Despite the aggressive posturing, the market has largely rallied in the wake of regulatory storm clouds, pushing the total cryptocurrency market cap up 13.3% since June 6, with numerous assets dubbed securities recovering from monthly lows.
The SEC on June 5 announced charges against a number of Binance entities, as well as charges against Binance founder Changpeng Zhao. The next day, the regulator also sued Coinbase, alleging the publicly traded company was operating an unlicensed securities exchange — taking aim at perhaps the two most important centralized crypto companies in a 24-hour span.
Between the Coinbase and Binance complaints, the SEC argued that a total of 18 non-stablecoin assets were securities.
Prior to the complaints, the SEC had been largely reluctant to signal which digital assets the regulator does and does not believe to be securities.
Not to mention that observers pointed out that the assets the SEC claimed were securities in the complaints coincided nearly-perfectly with the assets listed on Coinbase and Binance’s homepages.

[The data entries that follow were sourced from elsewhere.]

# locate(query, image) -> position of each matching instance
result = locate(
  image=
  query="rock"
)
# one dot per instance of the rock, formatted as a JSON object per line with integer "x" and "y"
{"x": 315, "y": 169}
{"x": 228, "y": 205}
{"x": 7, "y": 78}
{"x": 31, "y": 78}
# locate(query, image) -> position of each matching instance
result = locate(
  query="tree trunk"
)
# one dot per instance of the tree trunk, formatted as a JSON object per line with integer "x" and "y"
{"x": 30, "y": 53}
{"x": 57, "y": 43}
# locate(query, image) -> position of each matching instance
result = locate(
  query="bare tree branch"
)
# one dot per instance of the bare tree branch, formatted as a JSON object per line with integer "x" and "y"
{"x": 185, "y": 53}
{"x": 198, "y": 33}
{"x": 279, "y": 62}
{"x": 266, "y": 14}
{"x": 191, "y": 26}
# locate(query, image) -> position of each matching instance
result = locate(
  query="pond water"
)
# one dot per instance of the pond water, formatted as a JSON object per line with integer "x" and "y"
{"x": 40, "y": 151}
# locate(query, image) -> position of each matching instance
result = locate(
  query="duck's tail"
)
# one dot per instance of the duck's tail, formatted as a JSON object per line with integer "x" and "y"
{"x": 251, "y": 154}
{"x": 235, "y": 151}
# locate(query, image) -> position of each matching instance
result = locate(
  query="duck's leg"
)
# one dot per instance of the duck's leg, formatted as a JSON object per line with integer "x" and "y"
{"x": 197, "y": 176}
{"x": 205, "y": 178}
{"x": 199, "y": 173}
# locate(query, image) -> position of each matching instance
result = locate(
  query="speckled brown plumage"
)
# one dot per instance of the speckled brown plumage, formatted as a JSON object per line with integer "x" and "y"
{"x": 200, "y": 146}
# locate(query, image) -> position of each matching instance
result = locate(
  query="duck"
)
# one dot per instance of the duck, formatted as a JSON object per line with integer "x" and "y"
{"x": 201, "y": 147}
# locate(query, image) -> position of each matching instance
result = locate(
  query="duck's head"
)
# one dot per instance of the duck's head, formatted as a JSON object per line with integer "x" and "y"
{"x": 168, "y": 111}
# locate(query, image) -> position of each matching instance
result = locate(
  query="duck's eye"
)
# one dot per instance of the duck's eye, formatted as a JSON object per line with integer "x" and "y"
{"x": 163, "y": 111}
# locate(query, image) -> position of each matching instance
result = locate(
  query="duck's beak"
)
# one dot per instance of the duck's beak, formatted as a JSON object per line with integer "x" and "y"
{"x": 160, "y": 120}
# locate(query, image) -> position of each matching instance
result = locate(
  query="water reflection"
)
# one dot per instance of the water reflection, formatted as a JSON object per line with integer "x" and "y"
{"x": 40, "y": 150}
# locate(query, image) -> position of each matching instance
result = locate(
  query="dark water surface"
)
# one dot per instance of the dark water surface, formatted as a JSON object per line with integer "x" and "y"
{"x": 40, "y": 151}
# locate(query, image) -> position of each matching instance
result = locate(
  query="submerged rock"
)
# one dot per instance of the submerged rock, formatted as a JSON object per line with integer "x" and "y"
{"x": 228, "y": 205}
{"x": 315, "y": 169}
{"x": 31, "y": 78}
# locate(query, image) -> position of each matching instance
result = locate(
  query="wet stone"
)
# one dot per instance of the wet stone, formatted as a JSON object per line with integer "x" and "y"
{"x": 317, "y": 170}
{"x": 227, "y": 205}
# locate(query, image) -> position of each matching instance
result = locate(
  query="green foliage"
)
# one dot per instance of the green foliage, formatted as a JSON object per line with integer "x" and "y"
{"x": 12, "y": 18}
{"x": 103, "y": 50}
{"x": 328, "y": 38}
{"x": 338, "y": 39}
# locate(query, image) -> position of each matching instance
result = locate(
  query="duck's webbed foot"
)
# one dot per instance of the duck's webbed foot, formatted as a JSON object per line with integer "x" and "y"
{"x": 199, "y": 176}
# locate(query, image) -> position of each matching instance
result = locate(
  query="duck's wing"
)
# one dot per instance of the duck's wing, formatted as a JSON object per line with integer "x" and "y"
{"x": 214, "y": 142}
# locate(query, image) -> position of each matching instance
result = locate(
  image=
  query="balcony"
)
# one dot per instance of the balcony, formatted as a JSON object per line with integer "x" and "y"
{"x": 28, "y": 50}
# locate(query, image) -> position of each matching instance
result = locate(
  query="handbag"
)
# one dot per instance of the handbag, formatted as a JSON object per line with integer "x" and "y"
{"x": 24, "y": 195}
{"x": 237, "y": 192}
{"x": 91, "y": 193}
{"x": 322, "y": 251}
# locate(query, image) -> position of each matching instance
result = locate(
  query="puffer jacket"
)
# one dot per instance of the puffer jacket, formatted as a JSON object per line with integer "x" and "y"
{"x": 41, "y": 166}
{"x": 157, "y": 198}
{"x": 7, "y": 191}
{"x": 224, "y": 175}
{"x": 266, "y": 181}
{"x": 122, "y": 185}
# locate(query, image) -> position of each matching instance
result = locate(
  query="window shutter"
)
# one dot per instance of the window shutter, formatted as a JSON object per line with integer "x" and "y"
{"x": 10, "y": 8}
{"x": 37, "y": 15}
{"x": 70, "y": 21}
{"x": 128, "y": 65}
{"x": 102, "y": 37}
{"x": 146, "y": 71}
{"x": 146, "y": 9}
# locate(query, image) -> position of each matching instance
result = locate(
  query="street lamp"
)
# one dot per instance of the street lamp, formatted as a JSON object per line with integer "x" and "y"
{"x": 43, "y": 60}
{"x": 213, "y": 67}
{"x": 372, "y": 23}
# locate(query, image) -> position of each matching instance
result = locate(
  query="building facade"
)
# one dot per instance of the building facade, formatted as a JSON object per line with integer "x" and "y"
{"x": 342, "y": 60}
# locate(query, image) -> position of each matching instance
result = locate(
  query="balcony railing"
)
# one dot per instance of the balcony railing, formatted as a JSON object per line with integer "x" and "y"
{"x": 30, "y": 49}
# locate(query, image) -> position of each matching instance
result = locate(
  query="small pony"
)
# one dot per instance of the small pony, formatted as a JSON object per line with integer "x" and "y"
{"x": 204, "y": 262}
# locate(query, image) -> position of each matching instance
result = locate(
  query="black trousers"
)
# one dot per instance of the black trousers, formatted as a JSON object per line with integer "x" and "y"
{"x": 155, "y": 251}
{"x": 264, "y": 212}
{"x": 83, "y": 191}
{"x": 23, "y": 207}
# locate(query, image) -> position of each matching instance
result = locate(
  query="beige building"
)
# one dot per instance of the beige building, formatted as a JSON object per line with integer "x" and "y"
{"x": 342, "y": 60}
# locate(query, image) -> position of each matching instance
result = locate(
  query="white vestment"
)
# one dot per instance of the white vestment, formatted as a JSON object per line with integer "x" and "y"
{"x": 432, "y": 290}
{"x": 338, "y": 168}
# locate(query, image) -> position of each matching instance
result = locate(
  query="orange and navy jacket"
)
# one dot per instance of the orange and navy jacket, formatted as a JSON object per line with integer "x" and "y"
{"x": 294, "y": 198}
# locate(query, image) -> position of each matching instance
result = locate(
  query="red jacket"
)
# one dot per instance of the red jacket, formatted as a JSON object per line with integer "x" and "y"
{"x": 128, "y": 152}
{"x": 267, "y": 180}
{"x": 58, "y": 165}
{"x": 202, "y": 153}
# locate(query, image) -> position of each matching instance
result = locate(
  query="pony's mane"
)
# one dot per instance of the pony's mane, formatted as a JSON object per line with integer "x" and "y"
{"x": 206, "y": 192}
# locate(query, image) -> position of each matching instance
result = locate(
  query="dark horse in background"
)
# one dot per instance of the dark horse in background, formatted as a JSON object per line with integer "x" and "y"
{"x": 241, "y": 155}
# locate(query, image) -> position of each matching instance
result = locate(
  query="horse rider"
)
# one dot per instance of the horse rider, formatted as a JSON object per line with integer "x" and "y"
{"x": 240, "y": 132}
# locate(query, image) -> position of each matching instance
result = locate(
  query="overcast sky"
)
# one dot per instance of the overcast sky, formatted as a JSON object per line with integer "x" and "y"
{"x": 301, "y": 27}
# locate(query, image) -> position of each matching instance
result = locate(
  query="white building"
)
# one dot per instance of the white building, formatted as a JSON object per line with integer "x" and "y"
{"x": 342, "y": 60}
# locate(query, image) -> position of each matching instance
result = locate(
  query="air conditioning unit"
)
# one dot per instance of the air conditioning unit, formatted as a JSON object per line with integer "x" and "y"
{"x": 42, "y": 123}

Regardless of the perhaps arbitrary, perhaps slapdash, nature of the SEC’s assessment, markets responded negatively in the short term, with prices for large caps such as ATOM and BNB dropping 18% and 24%, respectively, in the days after the complaint.
Meanwhile, Coinbase stock — which the SEC permitted to be listed on American exchanges April 2021 as a registered security, despite later concluding Coinbase was operating as an unregistered securities exchange — likewise faltered, falling as much as 18% in premarket trading June 6.
Since June 6 lows, however, nearly half of affected assets have fully recovered, with the cohort of 19 assets in the green 70 basis points on average at the time of publication.
Leading the way: SOL and Coinbase’s COIN, up 27% and 51%, respectively.
Laggards BNB and SAND, meanwhile, dragged the basket down, remaining 18.5% and 12.6% in the red. Eleven of the 19 remain negative since the complaints, with 10 within a 5% margin of their June 6 price.
On Thursday, the SEC charged Celsius Network Limited with fraud and unregistered securities sales. Despite Celsius undergoing an already-lengthy bankruptcy process, and now facing a $4.7 billion FTC fine, CEL has improbably rallied nearly 20%.
Later the same day, a New York judge ruled in a long-standing lawsuit from the SEC that Ripple’s XRP cannot be considered a security in secondary sales on exchanges, but simultaneously that institutional sales of XRP could be considered securities offerings.
In total — adding Celsius’ CEL and XRP to a basket of equally-weighted COIN and the assets the SEC recently labeled securities — the “post SEC enforcement index” would be up 3.5% from the announcement of SEC action against each asset as well as the ruling on XRP.
In short, as the market digests recent SEC actions, enforcement appears increasingly toothless — at least when it comes to impacting digital asset prices.